Spark EMR S3处理大量文件

Question

I have around 15000 files (ORC) present in S3 where each file contain few minutes worth of data and size of each file varies between 300-700MB. 我在S3中大约有15000个文件（ORC），其中每个文件包含几分钟的数据，每个文件的大小在300-700MB之间。

Since recursively looping through a directory present in YYYY/MM/DD/HH24/MIN format is expensive, I am creating a file which contain list of all S3 files for a given day (objects_list.txt) and passing this file as input to spark read API 由于递归地循环通过YYYY / MM / DD / HH24 / MIN格式的目录非常昂贵，因此我正在创建一个文件，其中包含给定日期的所有S3文件列表（objects_list.txt），并将此文件作为输入传递给spark读取API

val file_list = scala.io.Source.fromInputStream(getClass.getResourceAsStream("/objects_list.txt"))
val paths: mutable.Set[String] = mutable.Set[String]()
    for (line <- file_list.getLines()) {
      if(line.length > 0 && line.contains("part"))
        paths.add(line.trim)
    }

val eventsDF = spark.read.format("orc").option("spark.sql.orc.filterPushdown","true").load(paths.toSeq: _*)
eventsDF.createOrReplaceTempView("events")

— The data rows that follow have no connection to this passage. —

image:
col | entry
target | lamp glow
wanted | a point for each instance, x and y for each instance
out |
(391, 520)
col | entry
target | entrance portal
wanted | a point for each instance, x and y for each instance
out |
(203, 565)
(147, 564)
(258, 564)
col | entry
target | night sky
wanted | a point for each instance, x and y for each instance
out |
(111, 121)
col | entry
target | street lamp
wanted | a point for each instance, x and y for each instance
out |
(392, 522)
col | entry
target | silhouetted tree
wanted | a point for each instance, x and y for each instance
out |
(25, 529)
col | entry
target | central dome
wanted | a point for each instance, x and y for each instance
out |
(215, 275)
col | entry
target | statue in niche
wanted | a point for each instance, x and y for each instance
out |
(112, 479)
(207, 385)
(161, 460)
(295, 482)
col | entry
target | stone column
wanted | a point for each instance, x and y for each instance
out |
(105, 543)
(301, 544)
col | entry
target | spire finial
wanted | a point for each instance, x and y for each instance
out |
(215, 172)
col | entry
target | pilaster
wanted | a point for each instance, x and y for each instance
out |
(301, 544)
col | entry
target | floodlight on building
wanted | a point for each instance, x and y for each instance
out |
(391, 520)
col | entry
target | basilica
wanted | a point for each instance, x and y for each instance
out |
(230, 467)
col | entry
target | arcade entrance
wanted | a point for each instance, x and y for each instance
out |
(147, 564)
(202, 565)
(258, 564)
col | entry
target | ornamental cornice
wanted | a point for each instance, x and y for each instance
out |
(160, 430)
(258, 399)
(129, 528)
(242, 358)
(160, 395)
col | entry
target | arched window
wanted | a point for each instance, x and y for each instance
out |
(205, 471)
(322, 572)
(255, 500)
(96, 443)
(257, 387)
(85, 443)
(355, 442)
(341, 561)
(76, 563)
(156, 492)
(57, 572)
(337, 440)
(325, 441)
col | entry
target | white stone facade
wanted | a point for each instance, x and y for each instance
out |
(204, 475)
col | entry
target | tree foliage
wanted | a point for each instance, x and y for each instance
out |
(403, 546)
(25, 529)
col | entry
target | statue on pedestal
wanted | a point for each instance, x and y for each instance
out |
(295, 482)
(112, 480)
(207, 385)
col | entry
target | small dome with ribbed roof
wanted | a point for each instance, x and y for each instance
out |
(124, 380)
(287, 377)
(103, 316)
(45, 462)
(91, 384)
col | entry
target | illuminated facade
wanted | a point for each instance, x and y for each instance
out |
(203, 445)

The Size of the cluster is 10 r3.4xlarge machines (workers)(Where Each Node: 120GB RAM and 16 cores) and master is of m3.2xlarge config ( 群集的大小为10台r3.4xlarge机器（工作人员）（每个节点：120GB RAM和16个内核），而主服务器为m3.2xlarge的配置（

The problem which am facing is, spark read was running endlessly and I see only driver working and rest all Nodes aren't doing anything and am not sure why driver is opening each S3 file for reading, because AFAIK spark works lazily so till an action is called reading shouldn't happen, I think it's listing each file and collecting some metadata associated with it. 面临的问题是，spark读取正在无休止地运行，我只能看到驱动程序正在工作，并且所有节点都没有执行任何操作，并且不确定为什么驱动程序打开每个S3文件进行读取，因为AFAIK spark的工作很懒惰，所以直到采取措施为止所谓的阅读不应该发生，我认为它列出了每个文件并收集了与之相关的一些元数据。

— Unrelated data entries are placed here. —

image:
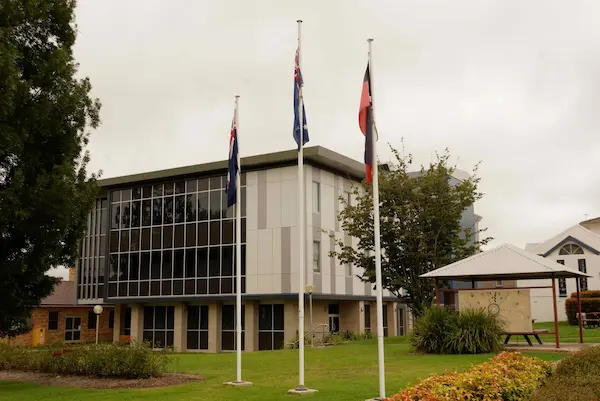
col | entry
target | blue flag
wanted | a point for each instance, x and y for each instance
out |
(232, 166)
(298, 84)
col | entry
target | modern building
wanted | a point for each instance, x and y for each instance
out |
(160, 247)
(59, 319)
(578, 247)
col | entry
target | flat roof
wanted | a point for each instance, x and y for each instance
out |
(317, 156)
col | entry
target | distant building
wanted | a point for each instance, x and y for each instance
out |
(577, 247)
(59, 319)
(160, 246)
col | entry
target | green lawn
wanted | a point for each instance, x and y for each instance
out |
(567, 333)
(344, 372)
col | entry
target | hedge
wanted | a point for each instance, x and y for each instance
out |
(586, 294)
(103, 360)
(506, 377)
(577, 378)
(587, 305)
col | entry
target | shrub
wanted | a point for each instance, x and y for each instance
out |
(587, 305)
(506, 377)
(446, 331)
(104, 360)
(576, 378)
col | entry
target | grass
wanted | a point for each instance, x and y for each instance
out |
(344, 372)
(569, 334)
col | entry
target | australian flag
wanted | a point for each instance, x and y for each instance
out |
(233, 166)
(298, 84)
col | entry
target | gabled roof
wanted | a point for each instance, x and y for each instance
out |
(63, 295)
(575, 234)
(506, 262)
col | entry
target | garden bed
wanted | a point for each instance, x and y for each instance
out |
(45, 379)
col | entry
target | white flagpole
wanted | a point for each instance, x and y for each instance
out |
(238, 255)
(301, 220)
(238, 248)
(377, 234)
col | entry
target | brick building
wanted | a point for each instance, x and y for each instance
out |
(60, 319)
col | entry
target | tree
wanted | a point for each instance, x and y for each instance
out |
(420, 227)
(45, 116)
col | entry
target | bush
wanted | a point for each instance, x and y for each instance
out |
(446, 331)
(587, 305)
(506, 377)
(576, 378)
(103, 360)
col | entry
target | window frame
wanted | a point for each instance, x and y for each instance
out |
(57, 320)
(316, 252)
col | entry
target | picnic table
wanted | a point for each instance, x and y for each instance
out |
(526, 334)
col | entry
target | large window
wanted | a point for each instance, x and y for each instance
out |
(270, 327)
(228, 327)
(583, 280)
(91, 264)
(73, 329)
(174, 239)
(159, 325)
(316, 256)
(197, 330)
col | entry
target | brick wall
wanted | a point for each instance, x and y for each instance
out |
(39, 319)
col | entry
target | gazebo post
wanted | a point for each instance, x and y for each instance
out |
(580, 317)
(556, 335)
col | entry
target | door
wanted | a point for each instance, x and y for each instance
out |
(401, 321)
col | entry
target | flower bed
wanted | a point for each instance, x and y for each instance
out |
(102, 360)
(506, 377)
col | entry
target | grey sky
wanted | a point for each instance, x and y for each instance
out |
(511, 83)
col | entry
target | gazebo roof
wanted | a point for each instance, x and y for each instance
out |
(505, 262)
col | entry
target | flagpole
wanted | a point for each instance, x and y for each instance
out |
(378, 281)
(238, 254)
(301, 222)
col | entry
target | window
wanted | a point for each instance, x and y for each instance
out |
(73, 329)
(316, 256)
(270, 327)
(91, 320)
(583, 280)
(197, 330)
(571, 249)
(159, 325)
(316, 197)
(169, 227)
(52, 320)
(228, 327)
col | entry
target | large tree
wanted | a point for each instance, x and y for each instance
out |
(420, 226)
(45, 116)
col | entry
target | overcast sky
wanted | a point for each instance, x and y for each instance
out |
(513, 84)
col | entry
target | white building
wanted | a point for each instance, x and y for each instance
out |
(578, 247)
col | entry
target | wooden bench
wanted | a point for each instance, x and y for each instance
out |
(526, 334)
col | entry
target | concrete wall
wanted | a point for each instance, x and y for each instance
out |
(272, 260)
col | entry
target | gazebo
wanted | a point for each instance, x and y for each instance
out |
(508, 262)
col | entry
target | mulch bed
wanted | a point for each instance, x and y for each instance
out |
(168, 379)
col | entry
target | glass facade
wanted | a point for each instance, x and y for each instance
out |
(91, 264)
(173, 239)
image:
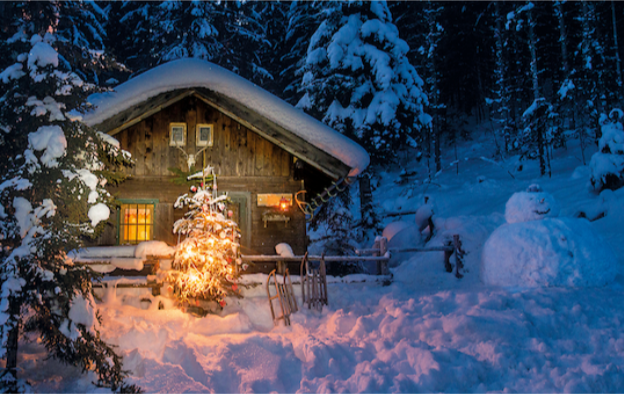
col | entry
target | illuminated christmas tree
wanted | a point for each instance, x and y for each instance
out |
(207, 261)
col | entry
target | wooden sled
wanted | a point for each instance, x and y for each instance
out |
(313, 283)
(286, 298)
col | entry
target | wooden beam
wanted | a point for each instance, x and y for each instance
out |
(142, 111)
(248, 117)
(327, 259)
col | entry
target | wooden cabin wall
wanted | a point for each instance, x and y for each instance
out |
(244, 162)
(236, 150)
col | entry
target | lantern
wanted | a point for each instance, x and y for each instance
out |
(284, 204)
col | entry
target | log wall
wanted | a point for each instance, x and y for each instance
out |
(246, 165)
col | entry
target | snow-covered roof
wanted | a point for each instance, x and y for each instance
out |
(195, 73)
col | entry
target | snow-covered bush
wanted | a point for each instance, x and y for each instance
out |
(51, 190)
(549, 252)
(532, 204)
(402, 235)
(607, 165)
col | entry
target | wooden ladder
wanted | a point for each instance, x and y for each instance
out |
(313, 283)
(285, 295)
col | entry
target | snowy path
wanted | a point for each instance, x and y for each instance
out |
(427, 331)
(381, 339)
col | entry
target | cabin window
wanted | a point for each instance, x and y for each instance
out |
(136, 222)
(204, 134)
(177, 134)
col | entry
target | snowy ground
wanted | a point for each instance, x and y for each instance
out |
(427, 331)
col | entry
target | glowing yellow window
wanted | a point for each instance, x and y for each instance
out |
(136, 223)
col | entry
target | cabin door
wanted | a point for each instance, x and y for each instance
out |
(241, 209)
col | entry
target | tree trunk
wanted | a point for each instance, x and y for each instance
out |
(563, 38)
(501, 81)
(540, 126)
(13, 337)
(617, 55)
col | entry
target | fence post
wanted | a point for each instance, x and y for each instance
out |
(375, 254)
(383, 249)
(458, 255)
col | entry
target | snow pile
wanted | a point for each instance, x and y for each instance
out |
(534, 204)
(81, 312)
(607, 165)
(549, 252)
(394, 228)
(401, 235)
(51, 140)
(193, 73)
(153, 248)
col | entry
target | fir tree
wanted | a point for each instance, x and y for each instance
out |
(301, 23)
(207, 261)
(50, 198)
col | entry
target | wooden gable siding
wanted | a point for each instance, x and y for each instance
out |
(247, 164)
(236, 150)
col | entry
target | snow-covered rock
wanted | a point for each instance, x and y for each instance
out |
(402, 235)
(284, 250)
(98, 213)
(549, 252)
(607, 165)
(533, 204)
(394, 228)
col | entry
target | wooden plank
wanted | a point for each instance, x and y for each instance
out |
(136, 114)
(242, 152)
(247, 117)
(259, 157)
(235, 148)
(334, 259)
(251, 149)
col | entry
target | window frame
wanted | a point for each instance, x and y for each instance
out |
(198, 127)
(120, 224)
(173, 125)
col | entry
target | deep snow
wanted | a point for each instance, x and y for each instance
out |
(426, 331)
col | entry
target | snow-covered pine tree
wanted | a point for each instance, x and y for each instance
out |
(243, 36)
(81, 26)
(207, 261)
(51, 196)
(607, 165)
(502, 89)
(589, 64)
(358, 80)
(301, 23)
(539, 116)
(268, 24)
(431, 58)
(130, 36)
(181, 29)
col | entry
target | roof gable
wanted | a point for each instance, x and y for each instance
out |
(279, 122)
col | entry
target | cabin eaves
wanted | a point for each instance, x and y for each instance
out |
(275, 120)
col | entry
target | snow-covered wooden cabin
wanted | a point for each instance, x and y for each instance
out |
(263, 150)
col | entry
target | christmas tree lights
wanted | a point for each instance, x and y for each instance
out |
(207, 262)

But why only Driver is working and rest all Nodes aren't doing anything and how can I make this operation to run in parallel on all worker nodes ? 但是，为什么只有驱动程序在工作，而其余所有节点却什么也不做，我如何使此操作在所有辅助节点上并行运行？

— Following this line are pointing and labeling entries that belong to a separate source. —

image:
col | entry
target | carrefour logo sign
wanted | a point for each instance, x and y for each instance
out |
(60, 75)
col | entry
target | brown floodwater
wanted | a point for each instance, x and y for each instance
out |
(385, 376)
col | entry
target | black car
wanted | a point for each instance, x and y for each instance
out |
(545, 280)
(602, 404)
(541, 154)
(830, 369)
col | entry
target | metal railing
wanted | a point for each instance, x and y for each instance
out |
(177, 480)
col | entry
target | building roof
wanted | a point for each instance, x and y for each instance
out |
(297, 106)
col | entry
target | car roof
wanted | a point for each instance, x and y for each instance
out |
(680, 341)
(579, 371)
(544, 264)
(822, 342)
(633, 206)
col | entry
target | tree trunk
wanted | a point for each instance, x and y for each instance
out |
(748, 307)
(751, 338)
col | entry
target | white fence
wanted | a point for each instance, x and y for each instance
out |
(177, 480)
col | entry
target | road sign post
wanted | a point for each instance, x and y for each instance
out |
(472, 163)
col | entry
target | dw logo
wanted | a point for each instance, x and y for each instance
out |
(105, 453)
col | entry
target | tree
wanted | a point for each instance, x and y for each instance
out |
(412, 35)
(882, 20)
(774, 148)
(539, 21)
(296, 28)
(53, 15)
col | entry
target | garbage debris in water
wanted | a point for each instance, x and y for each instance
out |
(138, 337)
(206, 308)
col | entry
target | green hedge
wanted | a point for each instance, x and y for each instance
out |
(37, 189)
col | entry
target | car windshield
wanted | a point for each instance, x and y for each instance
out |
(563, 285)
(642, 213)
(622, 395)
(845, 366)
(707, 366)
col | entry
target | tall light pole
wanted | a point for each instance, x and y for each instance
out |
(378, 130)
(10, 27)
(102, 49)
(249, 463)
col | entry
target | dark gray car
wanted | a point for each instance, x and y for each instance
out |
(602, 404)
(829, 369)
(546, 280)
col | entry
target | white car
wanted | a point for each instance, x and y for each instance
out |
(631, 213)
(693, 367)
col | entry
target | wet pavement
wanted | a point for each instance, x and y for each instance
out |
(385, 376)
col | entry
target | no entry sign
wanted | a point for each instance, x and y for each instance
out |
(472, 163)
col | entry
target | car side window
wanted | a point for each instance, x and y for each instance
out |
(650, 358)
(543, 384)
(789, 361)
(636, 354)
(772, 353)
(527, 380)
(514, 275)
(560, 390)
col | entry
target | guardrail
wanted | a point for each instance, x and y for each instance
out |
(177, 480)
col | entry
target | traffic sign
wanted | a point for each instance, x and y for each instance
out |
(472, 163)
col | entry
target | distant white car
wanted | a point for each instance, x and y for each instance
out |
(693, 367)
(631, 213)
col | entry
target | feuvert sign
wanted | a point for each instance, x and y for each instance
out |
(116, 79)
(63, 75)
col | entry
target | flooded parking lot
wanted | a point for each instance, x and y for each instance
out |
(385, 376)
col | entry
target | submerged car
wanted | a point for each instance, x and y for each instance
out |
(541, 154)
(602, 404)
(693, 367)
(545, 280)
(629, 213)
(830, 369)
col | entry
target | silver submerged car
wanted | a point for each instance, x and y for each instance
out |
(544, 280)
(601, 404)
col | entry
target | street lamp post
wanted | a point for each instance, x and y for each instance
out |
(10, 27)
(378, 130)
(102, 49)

I have come across these articles https://tech.kinja.com/how-not-to-pull-from-s3-using-apache-spark-1704509219 and https://gist.github.com/snowindy/d438cb5256f9331f5eec , but here the entire file contents are being read as an RDD, but my use case is depending on the columns being referred only those blocks/columns of data should be fetched from S3 (columnar access given ORC is my storage) . 我遇到过这些文章https://tech.kinja.com/how-not-to-pull-from-s3-using-apache-spark-1704509219和https://gist.github.com/snowindy/d438cb5256f9331f5eec ，但是这里整个文件的内容都以RDD的形式读取，但我的用例取决于所引用的列，仅应从S3提取数据的那些块/列（给定ORC的列访问权限是我的存储）。 Files in S3 have around 130 columns but only 20 fields are being referred and processed using dataframe API's S3中的文件大约有130列，但是使用dataframe API只能引用和处理20个字段

Sample Log Messages:
17/10/08 18:31:15 INFO S3NativeFileSystem: Opening 's3://xxxx/flattenedDataOrc/data=eventsTable/y=2017/m=09/d=20/h=09/min=00/part-r-00199-e4ba7eee-fb98-4d4f-aecc-3f5685ff64a8.zlib.orc' for reading
17/10/08 18:31:15 INFO S3NativeFileSystem: Opening 's3://xxxx/flattenedDataOrc/data=eventsTable/y=2017/m=09/d=20/h=19/min=00/part-r-00023-5e53e661-82ec-4ff1-8f4c-8e9419b2aadc.zlib.orc' for reading

You can see below that only One Executor is running that to driver program on one of the task Nodes(Cluster Mode) and CPU is 0% on rest of the other Nodes(ie Workers) and even after 3-4 hours of processing, the situation is same given huge number of files have to be processed 您可以在下面看到，只有一个执行程序在任务节点之一（群集模式）上运行该驱动程序以运行程序，而其他节点（即工人）的其余部分的CPU则为0％，即使经过3-4小时的处理，鉴于必须处理大量文件，情况相同

Any Pointers on how can I avoid this issue, ie speed up the load and process ? 关于如何避免此问题的任何指针，即加快负载和过程？

Answer 1

There is a solution that can help you based in AWS Glue. 有一个可以帮助您基于AWS Glue的解决方案。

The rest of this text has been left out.